There’s continuity in design between the Everyman Theatre, The National Theatre Studio and The Young Vic, which Marks worked on for Haworth Tompkins in 2002 and 2008 respectively, each with an attention to creating an ambience that invites you in and encourages you to linger.
Designing her own path
The Everyman win opened doors for Citizens Design Bureau and has led to opportunities to work on larger projects. Marks is currently working on a major project for a new theatre in the West End with Cameron Macintosh, the producer responsible for the vast majority of the West End musical smash hits. Marks, however, insists she’s not just looking for bigger projects and heftier budgets.
“I never wanted to set up a traditional architecture practice. It seems outmoded and outdated to sit and wait for clients to come to you,” Marks says. “I’m interested in developing a more diverse practice offering the traditional architecture service, but also design surgeries, events and resources as well as product design work, research and digital design”.
This approach is borne out of a realisation that the cost of tendering or competing for projects can be debilitating for smaller practices, in particular the amount of work expected before even getting the job. She also sees long-term partnerships with clients as a solution to this that would be mutually beneficial.
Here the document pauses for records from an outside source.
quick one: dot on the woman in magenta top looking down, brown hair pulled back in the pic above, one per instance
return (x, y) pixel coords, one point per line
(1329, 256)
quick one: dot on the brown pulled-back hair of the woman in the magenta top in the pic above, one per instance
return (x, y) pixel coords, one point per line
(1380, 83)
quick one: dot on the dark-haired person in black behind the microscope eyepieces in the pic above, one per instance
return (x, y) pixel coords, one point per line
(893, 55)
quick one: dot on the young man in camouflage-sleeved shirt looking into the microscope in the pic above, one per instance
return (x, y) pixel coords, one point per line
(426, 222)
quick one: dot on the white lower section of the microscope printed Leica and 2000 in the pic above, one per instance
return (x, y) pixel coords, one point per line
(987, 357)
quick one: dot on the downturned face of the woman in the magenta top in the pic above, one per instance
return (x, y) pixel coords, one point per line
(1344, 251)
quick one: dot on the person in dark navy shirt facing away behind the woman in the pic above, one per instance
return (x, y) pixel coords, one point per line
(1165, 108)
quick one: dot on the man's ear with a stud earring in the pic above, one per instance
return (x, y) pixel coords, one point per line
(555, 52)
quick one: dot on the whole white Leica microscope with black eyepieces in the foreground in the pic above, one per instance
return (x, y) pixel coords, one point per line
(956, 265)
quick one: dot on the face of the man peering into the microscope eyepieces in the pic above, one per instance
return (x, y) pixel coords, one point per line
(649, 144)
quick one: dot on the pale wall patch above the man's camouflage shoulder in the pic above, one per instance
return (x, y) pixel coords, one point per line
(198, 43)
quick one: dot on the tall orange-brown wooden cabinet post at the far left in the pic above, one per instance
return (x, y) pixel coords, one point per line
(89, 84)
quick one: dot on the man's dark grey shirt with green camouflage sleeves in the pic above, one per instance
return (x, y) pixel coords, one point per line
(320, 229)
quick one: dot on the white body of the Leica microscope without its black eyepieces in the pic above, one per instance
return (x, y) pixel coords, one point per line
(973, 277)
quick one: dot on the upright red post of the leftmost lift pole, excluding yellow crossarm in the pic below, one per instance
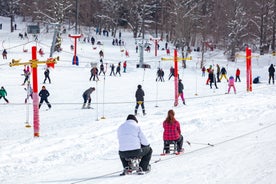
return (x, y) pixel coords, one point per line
(35, 93)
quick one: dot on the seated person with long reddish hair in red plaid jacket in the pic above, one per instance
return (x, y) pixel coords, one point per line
(172, 132)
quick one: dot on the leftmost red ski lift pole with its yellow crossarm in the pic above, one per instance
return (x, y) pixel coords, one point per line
(34, 64)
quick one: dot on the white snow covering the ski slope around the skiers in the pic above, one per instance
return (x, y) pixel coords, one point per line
(79, 146)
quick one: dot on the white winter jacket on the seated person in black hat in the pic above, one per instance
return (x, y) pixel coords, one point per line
(130, 136)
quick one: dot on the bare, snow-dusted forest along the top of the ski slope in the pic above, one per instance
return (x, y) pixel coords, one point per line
(226, 24)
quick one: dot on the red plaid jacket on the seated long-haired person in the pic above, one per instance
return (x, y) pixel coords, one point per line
(171, 130)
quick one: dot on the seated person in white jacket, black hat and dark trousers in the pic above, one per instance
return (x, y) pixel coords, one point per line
(133, 143)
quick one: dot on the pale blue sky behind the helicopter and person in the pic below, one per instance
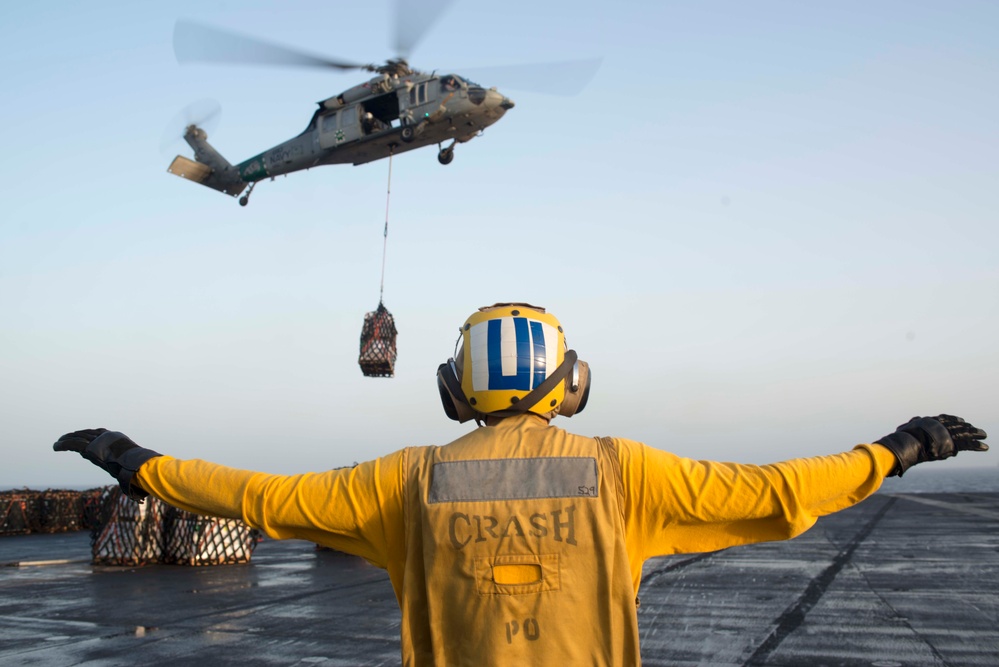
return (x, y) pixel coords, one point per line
(770, 227)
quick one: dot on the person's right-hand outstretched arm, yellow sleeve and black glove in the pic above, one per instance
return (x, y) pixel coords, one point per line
(677, 505)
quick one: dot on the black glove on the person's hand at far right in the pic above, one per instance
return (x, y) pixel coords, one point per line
(932, 439)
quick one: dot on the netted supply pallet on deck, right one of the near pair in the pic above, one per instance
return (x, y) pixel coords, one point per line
(192, 539)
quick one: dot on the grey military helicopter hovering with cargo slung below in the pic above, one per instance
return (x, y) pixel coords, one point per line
(399, 109)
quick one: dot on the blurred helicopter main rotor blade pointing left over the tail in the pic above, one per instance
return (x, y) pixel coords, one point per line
(196, 42)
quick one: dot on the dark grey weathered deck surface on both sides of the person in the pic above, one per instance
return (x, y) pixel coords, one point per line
(897, 580)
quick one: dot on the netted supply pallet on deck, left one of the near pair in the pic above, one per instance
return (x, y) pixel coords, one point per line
(127, 532)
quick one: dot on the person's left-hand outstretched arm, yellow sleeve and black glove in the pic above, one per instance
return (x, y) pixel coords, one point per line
(356, 510)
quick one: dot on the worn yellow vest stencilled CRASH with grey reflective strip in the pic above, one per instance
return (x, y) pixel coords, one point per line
(515, 550)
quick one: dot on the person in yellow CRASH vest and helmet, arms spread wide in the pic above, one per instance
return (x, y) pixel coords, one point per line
(520, 543)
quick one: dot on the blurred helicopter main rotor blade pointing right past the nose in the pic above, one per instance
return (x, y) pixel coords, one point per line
(564, 78)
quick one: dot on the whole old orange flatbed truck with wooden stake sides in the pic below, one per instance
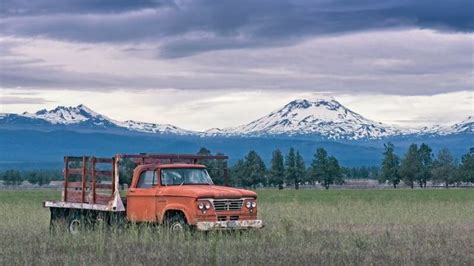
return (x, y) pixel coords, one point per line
(169, 189)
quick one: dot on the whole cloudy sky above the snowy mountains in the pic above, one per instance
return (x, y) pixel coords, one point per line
(202, 64)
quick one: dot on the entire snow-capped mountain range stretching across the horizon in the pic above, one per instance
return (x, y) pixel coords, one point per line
(322, 118)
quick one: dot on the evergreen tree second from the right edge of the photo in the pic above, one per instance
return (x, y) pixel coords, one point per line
(444, 168)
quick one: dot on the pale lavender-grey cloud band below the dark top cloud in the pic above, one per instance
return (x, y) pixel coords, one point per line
(414, 62)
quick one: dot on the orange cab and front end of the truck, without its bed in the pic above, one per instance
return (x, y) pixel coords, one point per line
(184, 195)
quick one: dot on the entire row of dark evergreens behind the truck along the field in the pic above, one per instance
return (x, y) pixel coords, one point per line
(418, 166)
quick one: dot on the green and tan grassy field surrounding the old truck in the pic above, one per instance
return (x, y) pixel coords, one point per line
(302, 227)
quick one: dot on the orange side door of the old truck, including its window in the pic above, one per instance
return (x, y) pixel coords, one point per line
(141, 198)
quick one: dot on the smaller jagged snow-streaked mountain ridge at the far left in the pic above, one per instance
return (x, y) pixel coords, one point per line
(85, 118)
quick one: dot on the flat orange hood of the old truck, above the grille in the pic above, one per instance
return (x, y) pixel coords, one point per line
(206, 191)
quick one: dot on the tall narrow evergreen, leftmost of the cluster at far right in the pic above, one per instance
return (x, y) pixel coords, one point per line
(390, 166)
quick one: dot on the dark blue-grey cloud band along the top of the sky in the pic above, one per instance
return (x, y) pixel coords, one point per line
(188, 27)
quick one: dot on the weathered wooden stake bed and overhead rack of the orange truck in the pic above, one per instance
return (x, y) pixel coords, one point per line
(90, 194)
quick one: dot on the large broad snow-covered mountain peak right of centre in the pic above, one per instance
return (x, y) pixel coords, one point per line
(323, 117)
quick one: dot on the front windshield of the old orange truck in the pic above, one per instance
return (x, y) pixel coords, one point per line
(185, 176)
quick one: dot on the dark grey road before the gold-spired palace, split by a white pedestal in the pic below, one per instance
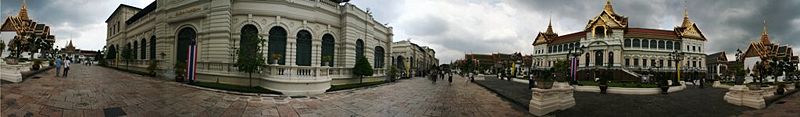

“So often we’re freely giving away our greatest asset – our ideas – at the beginning in the hope of getting a contract,” Marks says.
Citizens Design Bureau works to articulate the value of its early stage work including facilitation, strategic planning, business development or simply developing a deeper ongoing partnership with the client to ensure their vision is fully recognized. On recent projects, Citizens Design Bureau has designed everything down the smallest detail.
“With the Everyman Theatre, we wanted to express the client’s ethos in every facet of the project from the large scale right down to drinks coasters and toilet pictogram,” says Marks. “Everything related back to the overriding concept that it should have a personal, tactile and crafted feel to it.
“Rather than hand over a signature ‘one-size-fits-all design’, Marks believes ongoing dialogue with both the client and end user is key to realising a building that resonates with both parties. “We want to create places that’re special because they’re unique to you.”